Dans la salle de conférence surchauffée, je revois un Général Ibrahim Babangida, President du Nigeria alors tres contesté dans son pays pour y avoir annulé quelques jours plus tôt des élections présidentielles remportées par le défunt magnat Yoruba, Moshood Abiola. 

Il y avait aussi, plus significativement, déjà, l’actuel président ivoirien, Alassane Ouattara, alors premier ministre venu représenter le président ivoirien Houphouet Boigny au crépuscule de sa vie.

Ouattara n’allait pas qu’etre le champion de la dévaluation du franc cfa peu après mais précisément l’homme orchestre autour de qui se fera la naissance d’une organisation rivale de la CEDEAO, à savoir l’union monétaire et économique ouest africaine (Uemoa), celle pour laquelle la révision de l’article 2 du Traité de la CEDEAO fut donc revu.

Vingt-six ans plus tard, en décembre dernier, c’est le même Ouattara qui est à la manœuvre avec l’actuel président français, Emmanuel Macron, en enrôlant , par ailleurs, les figures clés des institutions de Breton-Woods, où il a ses entrées, qui est revenu à la charge pour torpiller le processus d’intégration régionale collectivement conçu, de façon endogène, quitte, pour les beaux yeux de Paris, de casser une dynamique historique dans la marche vers la libération des psys et peuples ouest-africains.
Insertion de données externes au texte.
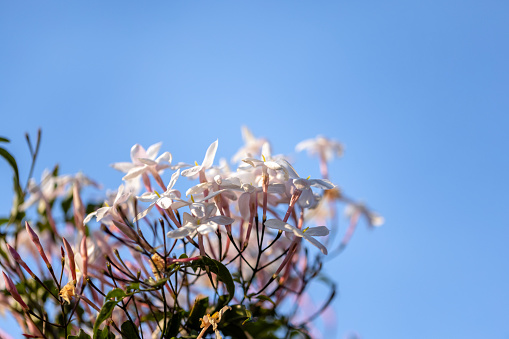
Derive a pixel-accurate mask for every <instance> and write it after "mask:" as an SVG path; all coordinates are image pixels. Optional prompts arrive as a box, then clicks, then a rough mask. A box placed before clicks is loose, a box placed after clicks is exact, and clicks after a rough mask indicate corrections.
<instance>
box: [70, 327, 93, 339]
mask: <svg viewBox="0 0 509 339" xmlns="http://www.w3.org/2000/svg"><path fill="white" fill-rule="evenodd" d="M67 339H90V335H88V334H87V333H85V331H83V330H81V329H80V332H79V333H78V335H69V336H67Z"/></svg>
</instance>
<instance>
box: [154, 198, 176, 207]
mask: <svg viewBox="0 0 509 339" xmlns="http://www.w3.org/2000/svg"><path fill="white" fill-rule="evenodd" d="M171 204H173V200H172V199H170V198H168V197H161V198H160V199H159V200H157V206H159V207H161V208H162V209H165V210H166V209H168V208H170V207H171Z"/></svg>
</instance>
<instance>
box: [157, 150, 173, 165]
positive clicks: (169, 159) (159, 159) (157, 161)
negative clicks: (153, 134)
mask: <svg viewBox="0 0 509 339" xmlns="http://www.w3.org/2000/svg"><path fill="white" fill-rule="evenodd" d="M171 160H172V157H171V153H170V152H164V153H163V154H161V155H160V156H158V157H157V159H156V162H157V163H158V164H160V163H161V162H168V163H170V164H171Z"/></svg>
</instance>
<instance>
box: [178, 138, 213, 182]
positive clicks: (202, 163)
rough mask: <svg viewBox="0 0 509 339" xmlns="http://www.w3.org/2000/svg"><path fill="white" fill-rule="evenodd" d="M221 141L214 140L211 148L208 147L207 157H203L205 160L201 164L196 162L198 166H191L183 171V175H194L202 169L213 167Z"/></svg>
mask: <svg viewBox="0 0 509 339" xmlns="http://www.w3.org/2000/svg"><path fill="white" fill-rule="evenodd" d="M218 143H219V141H218V140H216V141H214V142H213V143H212V144H211V145H210V146H209V148H208V149H207V152H206V153H205V157H204V158H203V162H202V163H201V165H198V163H196V166H193V167H191V168H188V169H186V170H183V171H182V176H184V177H192V176H194V175H196V174H198V173H199V172H200V171H201V170H206V169H209V168H210V167H212V164H213V163H214V158H215V156H216V151H217V145H218Z"/></svg>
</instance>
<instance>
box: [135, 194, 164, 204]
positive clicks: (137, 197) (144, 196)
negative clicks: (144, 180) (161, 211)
mask: <svg viewBox="0 0 509 339" xmlns="http://www.w3.org/2000/svg"><path fill="white" fill-rule="evenodd" d="M137 198H138V201H142V202H154V201H156V200H157V199H159V197H158V196H157V194H155V193H153V192H145V193H143V194H142V195H140V196H139V197H137Z"/></svg>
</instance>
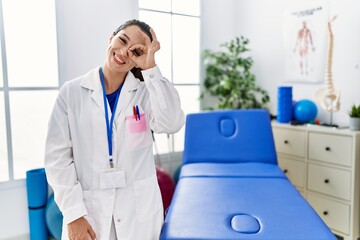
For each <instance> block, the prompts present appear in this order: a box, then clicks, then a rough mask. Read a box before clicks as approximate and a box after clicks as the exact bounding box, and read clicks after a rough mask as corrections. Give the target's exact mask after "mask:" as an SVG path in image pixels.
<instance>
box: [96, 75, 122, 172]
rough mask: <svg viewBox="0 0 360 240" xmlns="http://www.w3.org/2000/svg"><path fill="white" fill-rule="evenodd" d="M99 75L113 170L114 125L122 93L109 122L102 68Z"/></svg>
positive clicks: (107, 106) (105, 94)
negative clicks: (112, 129) (113, 123)
mask: <svg viewBox="0 0 360 240" xmlns="http://www.w3.org/2000/svg"><path fill="white" fill-rule="evenodd" d="M99 73H100V78H101V84H102V89H103V97H104V110H105V122H106V130H107V139H108V148H109V164H110V167H111V168H113V167H114V163H113V156H112V125H113V122H114V116H115V113H116V106H117V103H118V100H119V96H120V91H119V92H118V94H117V95H116V100H115V103H114V109H113V113H112V114H111V118H110V122H109V112H108V106H107V98H106V89H105V77H104V73H103V71H102V68H100V69H99Z"/></svg>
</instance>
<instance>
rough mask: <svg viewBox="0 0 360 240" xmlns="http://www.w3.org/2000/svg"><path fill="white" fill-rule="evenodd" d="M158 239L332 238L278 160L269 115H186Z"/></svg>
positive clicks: (314, 238) (235, 110) (262, 114)
mask: <svg viewBox="0 0 360 240" xmlns="http://www.w3.org/2000/svg"><path fill="white" fill-rule="evenodd" d="M160 239H161V240H185V239H186V240H190V239H191V240H233V239H244V240H245V239H246V240H251V239H258V240H336V237H335V235H334V234H333V233H332V232H331V231H330V229H329V228H328V227H327V226H326V225H325V223H324V222H323V221H322V220H321V218H320V217H319V216H318V215H317V213H316V212H315V211H314V210H313V209H312V207H311V206H310V205H309V204H308V203H307V201H306V200H305V199H304V198H303V197H302V195H301V194H300V193H299V192H298V191H297V189H296V188H295V187H294V186H293V185H292V184H291V183H290V181H289V180H288V179H287V177H286V175H285V174H284V173H283V172H282V170H281V169H280V168H279V167H278V165H277V156H276V151H275V145H274V140H273V135H272V129H271V124H270V116H269V113H268V112H267V111H265V110H226V111H225V110H224V111H212V112H202V113H197V114H190V115H188V116H187V119H186V128H185V147H184V153H183V165H182V168H181V173H180V177H179V181H178V184H177V186H176V190H175V193H174V196H173V199H172V202H171V205H170V207H169V209H168V211H167V215H166V218H165V222H164V225H163V228H162V232H161V236H160Z"/></svg>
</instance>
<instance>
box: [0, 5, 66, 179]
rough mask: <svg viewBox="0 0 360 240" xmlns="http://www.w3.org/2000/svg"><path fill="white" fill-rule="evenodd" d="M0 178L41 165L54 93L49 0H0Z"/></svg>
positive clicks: (54, 65)
mask: <svg viewBox="0 0 360 240" xmlns="http://www.w3.org/2000/svg"><path fill="white" fill-rule="evenodd" d="M0 5H1V6H0V36H1V48H0V51H1V59H0V60H1V62H0V63H1V64H0V132H1V135H0V182H3V181H9V180H10V181H11V180H17V179H22V178H25V177H26V171H28V170H30V169H33V168H38V167H43V161H44V148H45V137H46V136H45V134H46V130H47V121H48V118H49V116H50V112H51V110H52V107H53V103H54V101H55V98H56V96H57V94H58V87H59V77H58V57H57V40H56V15H55V1H54V0H32V1H28V0H2V1H0Z"/></svg>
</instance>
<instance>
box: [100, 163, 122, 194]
mask: <svg viewBox="0 0 360 240" xmlns="http://www.w3.org/2000/svg"><path fill="white" fill-rule="evenodd" d="M124 187H126V181H125V170H121V169H116V168H111V169H106V170H104V171H102V172H100V189H112V188H124Z"/></svg>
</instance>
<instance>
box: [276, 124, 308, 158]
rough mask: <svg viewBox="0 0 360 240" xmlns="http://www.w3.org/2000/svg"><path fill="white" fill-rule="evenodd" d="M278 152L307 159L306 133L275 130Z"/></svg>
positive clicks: (278, 129)
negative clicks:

On comprend la colère légitime du President Nigérian. 

La question qui se pose maintenant est de savoir qui va sauver le soldat CEDEAO des attaques intérieures, complotistes, qu’il subit de certains de ses membres les plus éminents, qui ne sont hélas que des relais de la France, ses genoux sur notre processus d’intégration régionale. 

Les populations francophones doivent exiger que le creuset de l’intégration régionale reste endogène, ses termes définis par les pays et peuples ouest-africains et non pas par des officines au service d’une France qui ne compte plus que sur ses derniers défenseurs perdus dans une mer de rejet des dominations étrangères sur le continent.

Amplifions la colère de Buhari: c’est la voie pour soustraire le destin ouest-africain des mains étrangères et de leurs valets locaux. 

L’ECO, pour être crédible, doit être piloté par les pays ouest africains sans l’ingérence de la France qui n’a déjà que trop fait mal à la marche de notre région.

Adama Gaye, Ancien Directeur de la communication de la CEDEAO.